Aku bersyukur bahwa di keberangkatanku kali ini, aku telah memiliki seorang istri. Tak terpikirkan bahwa aku ke bandara sendiri dan tidak ditemani oleh siapapun seperti ini. Sungguh sebuah mimpi yang menjadi kenyataan dengan cepat. Kulihat ayahku masih bicara dengan kedua orangtua Zahra. Haris dan Mita juga terlihat bicara berdua. Kudekati mereka semua dan mencoba untuk sedikit mengajak si kecil Teguh bercanda. Ia telah bangun, tidak rewel, hanya kebingungan dengan situasi ramai dari bandara.
Panggilan untuk penerbangan telah diumumkan, pesawatku take off beberapa menit lagi. Semua penumpang diharap bersiap ke portal. Keluargaku serta Zahra merapat untuk memberikan salam perpisahan. Kupeluk ayahku, bibiku dan sepupu-sepupuku.
"Jangan lupakan sholat ... jangan lama-lama disana." Gumam ayahku sembari memelukku.
"Abah juga, hati-hati dalam perjalanan pulang ke Palangka. Nanti kalau sudah sampai Palangkaraya, sms Rani, ya."
"Iya, nanti abah sms.
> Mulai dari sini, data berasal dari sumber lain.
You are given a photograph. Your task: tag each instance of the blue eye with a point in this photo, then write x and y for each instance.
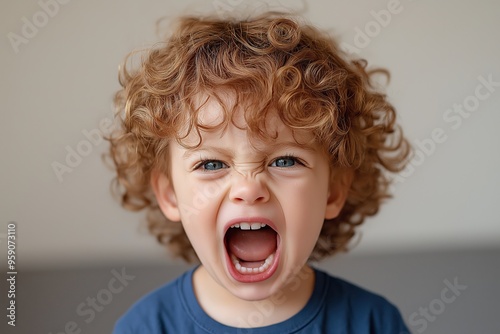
(211, 165)
(284, 162)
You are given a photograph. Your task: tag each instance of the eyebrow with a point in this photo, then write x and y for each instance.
(268, 148)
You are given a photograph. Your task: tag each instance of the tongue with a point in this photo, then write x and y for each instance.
(251, 245)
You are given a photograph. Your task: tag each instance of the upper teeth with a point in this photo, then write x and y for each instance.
(249, 226)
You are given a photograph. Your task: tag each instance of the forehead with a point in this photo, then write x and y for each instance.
(217, 115)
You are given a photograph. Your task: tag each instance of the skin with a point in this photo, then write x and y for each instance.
(229, 176)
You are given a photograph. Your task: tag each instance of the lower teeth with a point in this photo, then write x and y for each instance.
(245, 270)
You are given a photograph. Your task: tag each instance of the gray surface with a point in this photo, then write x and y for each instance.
(48, 301)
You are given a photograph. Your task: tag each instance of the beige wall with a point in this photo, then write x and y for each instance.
(58, 83)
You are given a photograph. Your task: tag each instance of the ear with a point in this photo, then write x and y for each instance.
(165, 195)
(340, 184)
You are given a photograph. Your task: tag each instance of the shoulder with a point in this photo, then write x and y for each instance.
(360, 309)
(154, 311)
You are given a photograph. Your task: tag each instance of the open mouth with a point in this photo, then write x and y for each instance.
(252, 251)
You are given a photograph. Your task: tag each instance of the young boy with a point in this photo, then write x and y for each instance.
(262, 147)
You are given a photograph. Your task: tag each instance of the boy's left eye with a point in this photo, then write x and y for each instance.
(284, 162)
(211, 165)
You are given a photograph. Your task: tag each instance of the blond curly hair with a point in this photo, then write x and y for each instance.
(271, 62)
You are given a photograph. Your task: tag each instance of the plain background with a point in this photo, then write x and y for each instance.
(58, 85)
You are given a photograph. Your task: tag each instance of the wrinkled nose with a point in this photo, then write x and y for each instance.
(248, 189)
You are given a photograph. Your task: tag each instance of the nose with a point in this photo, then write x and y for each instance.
(248, 189)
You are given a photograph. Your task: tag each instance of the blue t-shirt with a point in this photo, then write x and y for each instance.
(335, 306)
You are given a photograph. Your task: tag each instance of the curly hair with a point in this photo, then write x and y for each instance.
(271, 62)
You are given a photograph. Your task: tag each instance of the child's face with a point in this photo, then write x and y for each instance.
(228, 181)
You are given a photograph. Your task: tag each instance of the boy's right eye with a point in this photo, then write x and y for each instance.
(211, 165)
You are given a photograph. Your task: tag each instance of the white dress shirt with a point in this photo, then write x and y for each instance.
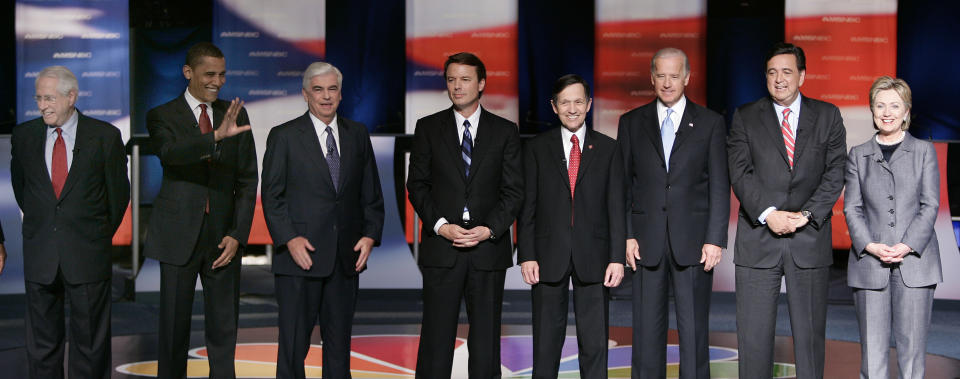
(677, 114)
(69, 132)
(793, 120)
(567, 145)
(195, 107)
(474, 126)
(321, 130)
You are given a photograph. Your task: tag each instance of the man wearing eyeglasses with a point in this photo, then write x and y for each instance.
(69, 175)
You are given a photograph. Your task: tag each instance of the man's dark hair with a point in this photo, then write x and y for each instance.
(468, 59)
(787, 48)
(568, 80)
(200, 50)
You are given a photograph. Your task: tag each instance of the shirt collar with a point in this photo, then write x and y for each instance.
(794, 107)
(581, 133)
(69, 127)
(321, 126)
(678, 108)
(474, 118)
(192, 101)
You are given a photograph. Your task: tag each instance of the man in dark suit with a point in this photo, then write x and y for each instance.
(201, 217)
(571, 227)
(69, 175)
(678, 208)
(324, 208)
(787, 155)
(466, 184)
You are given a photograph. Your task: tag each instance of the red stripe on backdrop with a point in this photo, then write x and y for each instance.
(845, 53)
(496, 46)
(622, 63)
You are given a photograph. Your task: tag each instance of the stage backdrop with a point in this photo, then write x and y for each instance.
(628, 34)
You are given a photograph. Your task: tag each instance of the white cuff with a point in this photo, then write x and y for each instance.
(440, 222)
(763, 216)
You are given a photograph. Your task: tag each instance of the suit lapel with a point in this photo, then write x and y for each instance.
(808, 117)
(348, 144)
(651, 128)
(449, 134)
(555, 153)
(83, 145)
(769, 123)
(310, 143)
(39, 157)
(905, 148)
(685, 129)
(186, 119)
(586, 158)
(480, 150)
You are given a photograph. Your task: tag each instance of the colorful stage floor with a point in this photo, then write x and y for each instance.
(389, 351)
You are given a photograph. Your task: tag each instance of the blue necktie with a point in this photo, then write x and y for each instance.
(333, 158)
(667, 136)
(466, 149)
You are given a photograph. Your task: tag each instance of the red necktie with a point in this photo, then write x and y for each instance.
(787, 135)
(574, 163)
(205, 124)
(573, 169)
(205, 127)
(59, 164)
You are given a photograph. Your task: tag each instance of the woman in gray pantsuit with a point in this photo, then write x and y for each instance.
(891, 199)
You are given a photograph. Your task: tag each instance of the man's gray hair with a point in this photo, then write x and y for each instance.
(66, 81)
(321, 68)
(670, 52)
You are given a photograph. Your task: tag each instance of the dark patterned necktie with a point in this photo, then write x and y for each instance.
(333, 158)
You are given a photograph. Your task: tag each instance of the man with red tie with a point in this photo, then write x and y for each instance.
(787, 155)
(201, 217)
(69, 175)
(571, 228)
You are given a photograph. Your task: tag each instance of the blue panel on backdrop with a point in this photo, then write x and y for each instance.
(91, 38)
(548, 49)
(365, 40)
(926, 59)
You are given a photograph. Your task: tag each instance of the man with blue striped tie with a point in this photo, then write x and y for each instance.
(465, 182)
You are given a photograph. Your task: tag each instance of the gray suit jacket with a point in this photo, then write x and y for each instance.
(891, 203)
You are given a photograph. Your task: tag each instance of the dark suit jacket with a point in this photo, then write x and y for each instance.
(72, 233)
(597, 235)
(299, 198)
(761, 177)
(438, 186)
(690, 205)
(195, 169)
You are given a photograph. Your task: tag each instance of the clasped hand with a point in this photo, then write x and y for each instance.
(464, 237)
(783, 222)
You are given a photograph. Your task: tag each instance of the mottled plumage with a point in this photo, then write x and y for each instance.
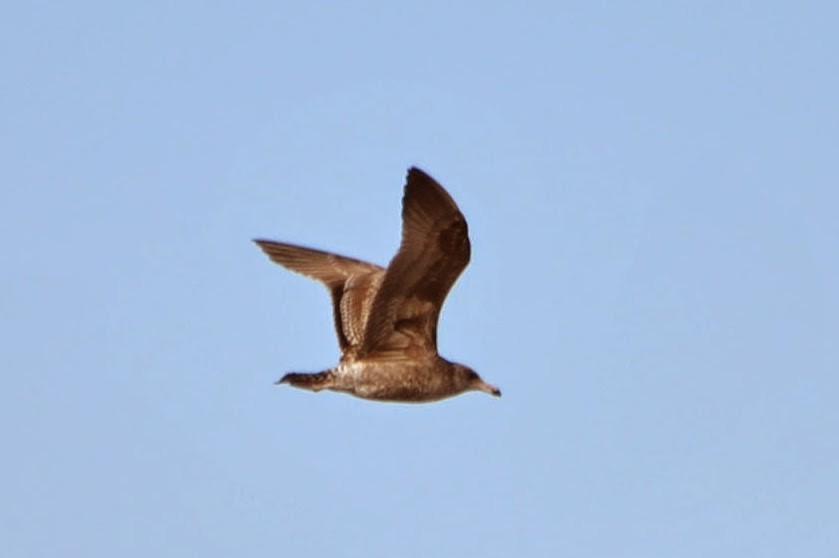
(386, 319)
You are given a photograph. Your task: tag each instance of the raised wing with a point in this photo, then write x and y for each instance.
(434, 252)
(351, 283)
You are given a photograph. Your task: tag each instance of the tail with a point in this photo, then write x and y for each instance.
(313, 382)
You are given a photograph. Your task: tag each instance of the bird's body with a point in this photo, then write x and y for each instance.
(386, 319)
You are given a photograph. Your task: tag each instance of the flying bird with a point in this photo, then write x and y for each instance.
(386, 318)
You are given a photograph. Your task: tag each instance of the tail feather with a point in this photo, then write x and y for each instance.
(310, 381)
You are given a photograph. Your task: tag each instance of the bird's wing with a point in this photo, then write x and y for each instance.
(349, 281)
(434, 252)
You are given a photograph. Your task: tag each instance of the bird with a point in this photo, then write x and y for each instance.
(386, 318)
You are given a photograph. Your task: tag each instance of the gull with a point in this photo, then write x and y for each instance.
(386, 318)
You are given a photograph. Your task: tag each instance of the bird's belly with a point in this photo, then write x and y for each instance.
(402, 381)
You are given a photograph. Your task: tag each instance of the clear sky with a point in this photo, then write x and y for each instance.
(652, 192)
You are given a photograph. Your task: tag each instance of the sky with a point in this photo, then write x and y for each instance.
(651, 189)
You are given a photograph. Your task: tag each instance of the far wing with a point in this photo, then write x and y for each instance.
(338, 273)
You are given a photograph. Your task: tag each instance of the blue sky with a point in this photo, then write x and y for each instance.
(651, 189)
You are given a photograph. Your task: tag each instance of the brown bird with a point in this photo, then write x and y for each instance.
(386, 319)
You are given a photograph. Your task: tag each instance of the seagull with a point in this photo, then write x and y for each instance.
(386, 318)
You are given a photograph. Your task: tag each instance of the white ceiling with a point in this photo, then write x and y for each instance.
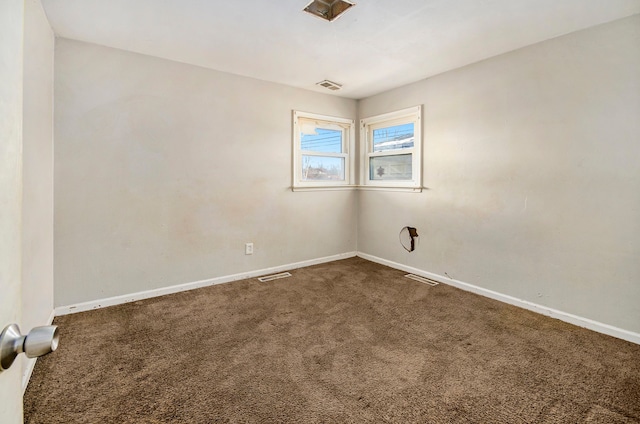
(375, 46)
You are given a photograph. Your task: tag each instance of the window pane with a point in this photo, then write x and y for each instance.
(322, 168)
(396, 167)
(392, 138)
(315, 139)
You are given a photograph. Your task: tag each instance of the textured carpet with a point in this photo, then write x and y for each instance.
(344, 342)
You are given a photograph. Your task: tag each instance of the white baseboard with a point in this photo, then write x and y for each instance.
(26, 376)
(544, 310)
(117, 300)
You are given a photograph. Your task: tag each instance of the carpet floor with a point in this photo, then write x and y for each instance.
(344, 342)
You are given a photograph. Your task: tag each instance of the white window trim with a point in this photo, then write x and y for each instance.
(413, 114)
(298, 184)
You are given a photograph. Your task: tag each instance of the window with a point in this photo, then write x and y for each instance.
(391, 146)
(321, 157)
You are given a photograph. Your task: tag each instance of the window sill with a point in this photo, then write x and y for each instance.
(357, 187)
(325, 188)
(391, 188)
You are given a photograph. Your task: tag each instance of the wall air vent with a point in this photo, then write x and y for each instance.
(330, 85)
(329, 10)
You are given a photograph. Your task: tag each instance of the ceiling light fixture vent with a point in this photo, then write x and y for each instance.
(330, 85)
(329, 10)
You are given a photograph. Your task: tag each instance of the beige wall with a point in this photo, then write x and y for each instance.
(37, 208)
(163, 171)
(531, 164)
(11, 79)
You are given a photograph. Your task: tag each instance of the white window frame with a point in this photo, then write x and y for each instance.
(348, 146)
(367, 125)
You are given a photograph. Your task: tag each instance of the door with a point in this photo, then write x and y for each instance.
(11, 30)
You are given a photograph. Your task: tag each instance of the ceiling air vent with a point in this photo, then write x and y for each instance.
(330, 85)
(328, 10)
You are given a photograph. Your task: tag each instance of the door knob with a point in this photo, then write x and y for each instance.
(39, 342)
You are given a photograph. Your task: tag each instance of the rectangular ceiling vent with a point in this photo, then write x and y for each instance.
(329, 10)
(330, 85)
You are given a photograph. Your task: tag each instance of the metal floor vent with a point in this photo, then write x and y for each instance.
(422, 279)
(274, 277)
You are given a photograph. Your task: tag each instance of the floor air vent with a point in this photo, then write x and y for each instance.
(274, 277)
(422, 279)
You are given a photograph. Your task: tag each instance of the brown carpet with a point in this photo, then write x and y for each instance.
(344, 342)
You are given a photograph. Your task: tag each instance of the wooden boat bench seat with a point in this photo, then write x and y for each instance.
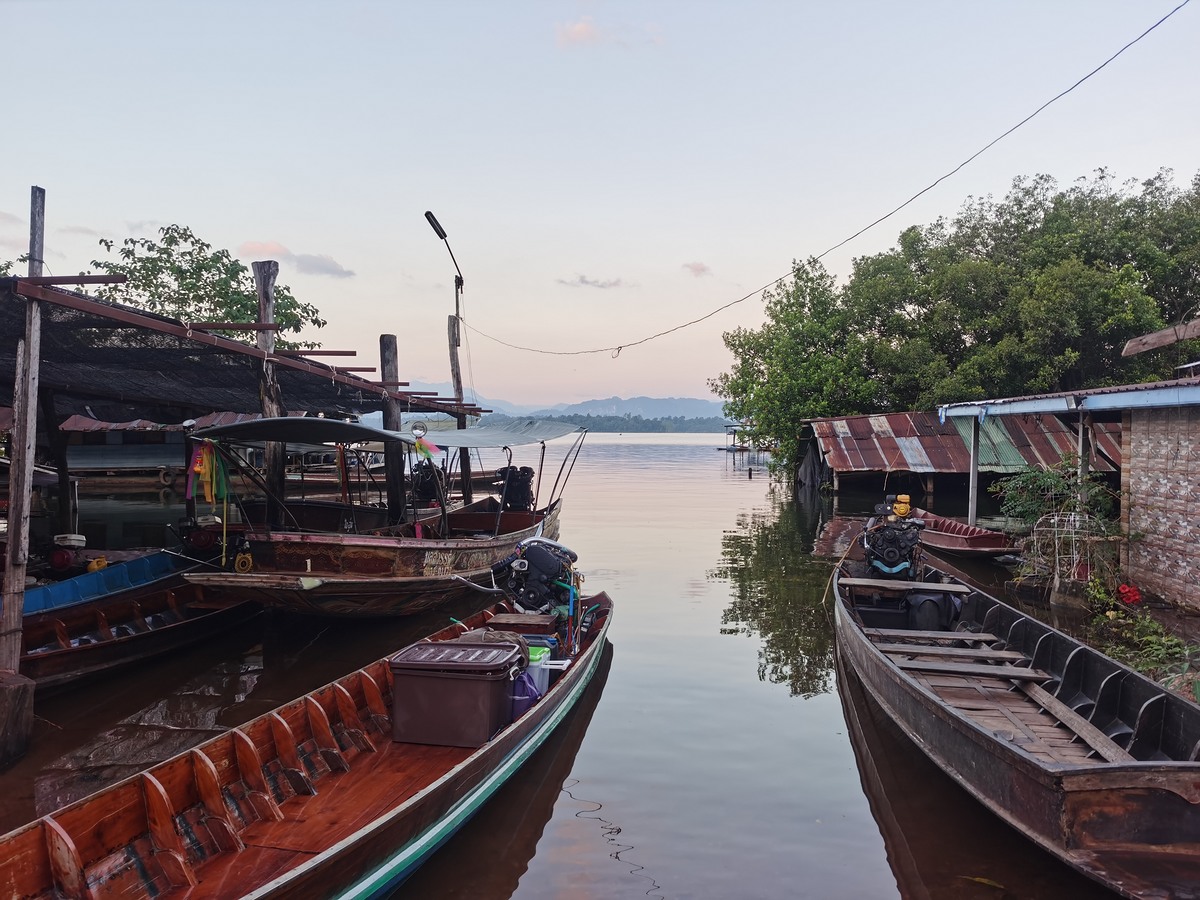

Tahu sendiri kan, daerah disana pedalaman desa, sinyal buat hp disana susah."
"Jaga dirimu disana ya Ran. Perhatikan makanan, jangan sampai telat makan." Sahut Bibi Alpukah.
"Selalu bi ... makasih banyak bibi."
"Nanti jangan lupa oleh-olehnya ka." Sahut Mita.
"Iya nanti, tentara Israel," kataku meledek Mita. Sembari kucubit pipi Teguh yang menatap penuh bingung tidak mengerti apa-apa digendongan oleh Mita.